Le ministre de l'Intérieur Bernard Cazeneuve a lui tenté un appel au calme en formant "le voeu que le débat ne soit pas l'occasion de rajouter des tensions aux tensions, des passions aux passions dans ce pays". Martelant l'absence "d'antinomie entre l'identité et la modernité", il s'est aussi voulu rassurant : "Strasbourg se trouvera plus forte si, dans son statut de capitale européenne, elle devient la capitale d'une grande région".

Les chefs-lieux en question

Les députés ont d'ailleurs décidé, en signe d'apaisement, de désigner par avance Strasbourg comme capitale de la future grande région Alsace-Champagne-Ardenne-Lorraine. L'amendement présenté par le socialiste alsacien Philippe Bies stipule que "par dérogation, Strasbourg est le chef-lieu de sa région" – il s'agit en effet d'une dérogation dans la mesure où le texte prévoit en principe que "le chef-lieu définitif de la nouvelle région soit pris par décret en Conseil d'Etat avant le 1er juillet 2016 après avis du conseil régional" de la nouvelle région.
"C'est un sujet qui ne concerne pas les seuls Alsaciens (...) c'est un sujet national" et "une question européenne, compte tenu de la place particulière de Strasbourg comme ville de réconciliation, après les horreurs de la guerre", avait affirmé Bernard Cazeneuve mercredi soir.
Cette désignation implique implicitement que Strasbourg abritera bien la préfecture de région. Le lieu de l'hôtel de région restera en revanche déterminé par le conseil régional, tout comme le ou les lieux de tenue des réunions du conseil régional. "Vous venez d'annoncer quelle ville sera la préfecture de la région Champagne-Ardenne-Lorraine-Alsace (...) Je vous remercie de donner à tout le monde la liste des préfectures de régions", avait lancé au ministre le député-maire UMP de Châlons-en-Champagne (Marne), Benoist Apparu.
La question des chefs-lieux est naturellement sensible. Cette deuxième lecture à l'Assemblée en a, à nouveau, témoigné. "Entre Toulouse et Montpellier, entre Rouen et Caen, ou entre Besançon et Dijon, comment se fera l’arbitrage ? Par ailleurs, que deviendront les villes qui, de fait, verront sans doute disparaître leur fonction de chef-lieu ? (…) Face à cette difficulté, quelles peuvent être les réponses ? Soyons intelligents et modernes.
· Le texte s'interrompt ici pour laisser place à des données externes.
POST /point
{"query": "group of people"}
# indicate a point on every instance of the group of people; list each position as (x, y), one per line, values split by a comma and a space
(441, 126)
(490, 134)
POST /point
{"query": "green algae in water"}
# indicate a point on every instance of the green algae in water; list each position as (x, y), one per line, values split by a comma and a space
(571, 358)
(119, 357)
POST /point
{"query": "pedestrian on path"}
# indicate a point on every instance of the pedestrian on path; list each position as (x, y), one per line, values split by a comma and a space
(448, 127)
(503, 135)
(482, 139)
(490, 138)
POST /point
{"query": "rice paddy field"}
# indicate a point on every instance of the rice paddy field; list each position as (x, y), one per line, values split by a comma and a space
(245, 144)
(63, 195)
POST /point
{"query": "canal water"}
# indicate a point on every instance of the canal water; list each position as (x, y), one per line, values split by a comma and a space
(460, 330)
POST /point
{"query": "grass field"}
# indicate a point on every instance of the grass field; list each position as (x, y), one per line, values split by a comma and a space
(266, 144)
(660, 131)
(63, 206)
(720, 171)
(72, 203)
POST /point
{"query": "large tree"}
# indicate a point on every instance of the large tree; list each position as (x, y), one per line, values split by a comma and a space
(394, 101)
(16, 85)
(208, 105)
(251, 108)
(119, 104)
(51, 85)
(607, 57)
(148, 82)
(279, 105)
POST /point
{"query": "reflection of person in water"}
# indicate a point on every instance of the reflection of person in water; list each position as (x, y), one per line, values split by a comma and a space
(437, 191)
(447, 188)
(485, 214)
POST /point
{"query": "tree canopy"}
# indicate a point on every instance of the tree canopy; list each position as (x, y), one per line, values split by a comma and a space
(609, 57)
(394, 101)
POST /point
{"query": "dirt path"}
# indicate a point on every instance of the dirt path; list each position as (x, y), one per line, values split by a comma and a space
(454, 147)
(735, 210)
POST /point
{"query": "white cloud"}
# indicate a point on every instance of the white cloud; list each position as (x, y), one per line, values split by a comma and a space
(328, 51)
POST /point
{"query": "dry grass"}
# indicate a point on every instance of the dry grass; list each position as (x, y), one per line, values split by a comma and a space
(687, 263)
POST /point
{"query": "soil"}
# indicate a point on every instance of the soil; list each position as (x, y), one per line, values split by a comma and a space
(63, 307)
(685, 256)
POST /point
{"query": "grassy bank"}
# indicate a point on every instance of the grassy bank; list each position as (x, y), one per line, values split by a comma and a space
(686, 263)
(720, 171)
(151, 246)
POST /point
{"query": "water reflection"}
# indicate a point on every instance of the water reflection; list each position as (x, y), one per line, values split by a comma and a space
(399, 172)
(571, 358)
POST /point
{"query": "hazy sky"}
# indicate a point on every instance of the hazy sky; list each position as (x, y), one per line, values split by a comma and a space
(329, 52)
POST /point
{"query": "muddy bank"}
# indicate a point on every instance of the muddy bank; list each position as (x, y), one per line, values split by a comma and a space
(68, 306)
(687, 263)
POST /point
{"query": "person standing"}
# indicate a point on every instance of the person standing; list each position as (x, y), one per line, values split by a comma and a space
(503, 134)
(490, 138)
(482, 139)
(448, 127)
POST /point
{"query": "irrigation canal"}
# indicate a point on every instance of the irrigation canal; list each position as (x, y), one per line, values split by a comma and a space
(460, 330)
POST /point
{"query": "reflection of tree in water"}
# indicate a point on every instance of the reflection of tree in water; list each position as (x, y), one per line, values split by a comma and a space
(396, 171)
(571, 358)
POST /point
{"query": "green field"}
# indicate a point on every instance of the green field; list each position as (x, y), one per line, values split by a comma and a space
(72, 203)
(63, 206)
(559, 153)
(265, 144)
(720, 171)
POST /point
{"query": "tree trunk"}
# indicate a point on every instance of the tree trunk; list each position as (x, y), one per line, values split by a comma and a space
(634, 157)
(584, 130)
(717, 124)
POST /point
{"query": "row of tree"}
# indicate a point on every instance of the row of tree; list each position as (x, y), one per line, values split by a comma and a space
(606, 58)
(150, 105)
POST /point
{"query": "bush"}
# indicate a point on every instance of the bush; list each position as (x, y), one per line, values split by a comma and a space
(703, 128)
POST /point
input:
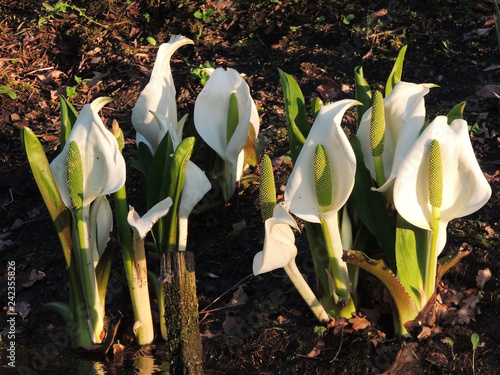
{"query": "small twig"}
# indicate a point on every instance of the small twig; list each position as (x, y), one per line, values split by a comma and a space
(388, 32)
(205, 310)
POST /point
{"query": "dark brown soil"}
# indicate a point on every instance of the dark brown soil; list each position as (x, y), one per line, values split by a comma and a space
(451, 43)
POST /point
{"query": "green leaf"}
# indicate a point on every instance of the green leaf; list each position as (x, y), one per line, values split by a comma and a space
(456, 112)
(406, 308)
(45, 181)
(68, 119)
(363, 92)
(411, 253)
(166, 179)
(396, 72)
(296, 116)
(103, 268)
(448, 261)
(316, 104)
(371, 206)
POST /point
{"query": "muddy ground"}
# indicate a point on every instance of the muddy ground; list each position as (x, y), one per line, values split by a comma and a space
(253, 325)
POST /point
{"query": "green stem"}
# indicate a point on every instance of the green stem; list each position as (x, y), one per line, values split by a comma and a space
(305, 291)
(87, 272)
(431, 261)
(139, 294)
(337, 268)
(134, 261)
(158, 288)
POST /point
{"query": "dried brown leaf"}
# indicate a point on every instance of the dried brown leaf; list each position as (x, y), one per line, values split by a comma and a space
(482, 277)
(359, 322)
(437, 358)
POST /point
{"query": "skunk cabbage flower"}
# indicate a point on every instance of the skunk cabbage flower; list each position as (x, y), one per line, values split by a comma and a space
(223, 112)
(280, 252)
(103, 167)
(158, 96)
(301, 186)
(404, 112)
(457, 189)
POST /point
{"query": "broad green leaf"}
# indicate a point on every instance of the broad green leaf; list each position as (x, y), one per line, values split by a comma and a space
(48, 188)
(68, 119)
(363, 92)
(456, 112)
(406, 308)
(411, 253)
(371, 206)
(397, 71)
(296, 116)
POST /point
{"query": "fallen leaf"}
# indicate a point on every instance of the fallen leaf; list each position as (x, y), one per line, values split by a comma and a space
(239, 297)
(118, 348)
(359, 322)
(23, 308)
(482, 31)
(489, 91)
(317, 349)
(239, 225)
(482, 277)
(467, 312)
(406, 362)
(491, 67)
(330, 90)
(231, 325)
(282, 320)
(426, 333)
(17, 223)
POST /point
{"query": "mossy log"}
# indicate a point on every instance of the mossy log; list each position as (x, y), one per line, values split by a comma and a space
(181, 313)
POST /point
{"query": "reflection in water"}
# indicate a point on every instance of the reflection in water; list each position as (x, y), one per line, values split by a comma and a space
(41, 359)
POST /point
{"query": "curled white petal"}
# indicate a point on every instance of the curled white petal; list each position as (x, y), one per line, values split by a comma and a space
(279, 243)
(300, 189)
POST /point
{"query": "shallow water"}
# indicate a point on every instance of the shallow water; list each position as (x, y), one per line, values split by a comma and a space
(51, 359)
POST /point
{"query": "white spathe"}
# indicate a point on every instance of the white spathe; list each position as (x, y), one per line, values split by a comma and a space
(142, 225)
(104, 168)
(465, 189)
(300, 189)
(404, 112)
(211, 110)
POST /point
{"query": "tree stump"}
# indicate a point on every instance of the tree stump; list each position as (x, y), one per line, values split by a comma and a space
(181, 313)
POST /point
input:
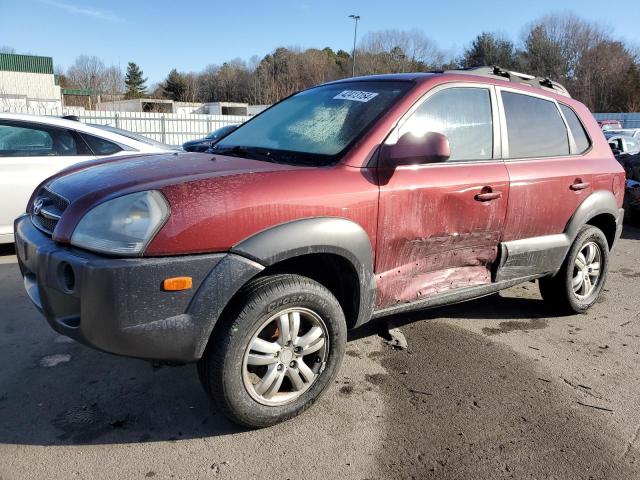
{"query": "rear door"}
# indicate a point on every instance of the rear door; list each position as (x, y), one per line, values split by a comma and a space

Imaginons que la fonction de chef-lieu soit répartie entre plusieurs sites : les moyens de la technologie moderne le permettent. Ainsi, dans les futures régions que vous avez dessinées hier, la fonction de représentation de l’État se trouverait dans un lieu et celle de capitale régionale, représentante des collectivités locales, dans un autre", a par exemple exposé Marc Le Fur, député UMP.

Des Bretons toujours braqués sur la Loire-Atlantique

Pour le Nord, des socialistes, tel Bernard Roman, ont tenté en vain de repousser de trois ans la fusion du Nord-Pas-de-Calais avec la Picardie, fusion critiquée par la maire de Lille, Martine Aubry, mais soutenue par exemple par l'ex-ministre Frédéric Cuvillier, pour lequel "la réponse à des souffrances qui peuvent être exploitées par des mouvements extrémistes n'est pas le repli sur soi".
Des élus de gauche du Sud de la France ne sont pas parvenus à défaire la fusion Languedoc-Roussillon Midi-Pyrénées, au profit d'une fusion de Midi-Pyrénées avec l'Aquitaine entre autres. Pas plus de succès pour les élus de divers bords voulant fusionner les régions Centre et Pays de la Loire.
Des écologistes à l'UMP en passant par l'UDI, les élus bretons n'ont pas réussi à reconstituer la "Bretagne historique" à cinq départements, en rattachant la Loire-Atlantique, enlevée par "décret de Vichy".
Autre déception pour ces Bretons, mais pour beaucoup d'autres aussi : dans un hémicycle des plus clairsemés, l'idée d'assouplir le fameux "droit d'option" pour les départements souhaitant changer de région d'appartenance, a finalement été rejetée. On reste donc sur le schéma initial : l'accord de chacun des deux conseils régionaux concernés, ainsi que du département, devra être donné à une majorité des trois cinquièmes. Malgré des offensives convergentes, des élus de gauche et de droite et tous les écologistes ont échoué à faire abaisser ce seuil à la majorité de 50%.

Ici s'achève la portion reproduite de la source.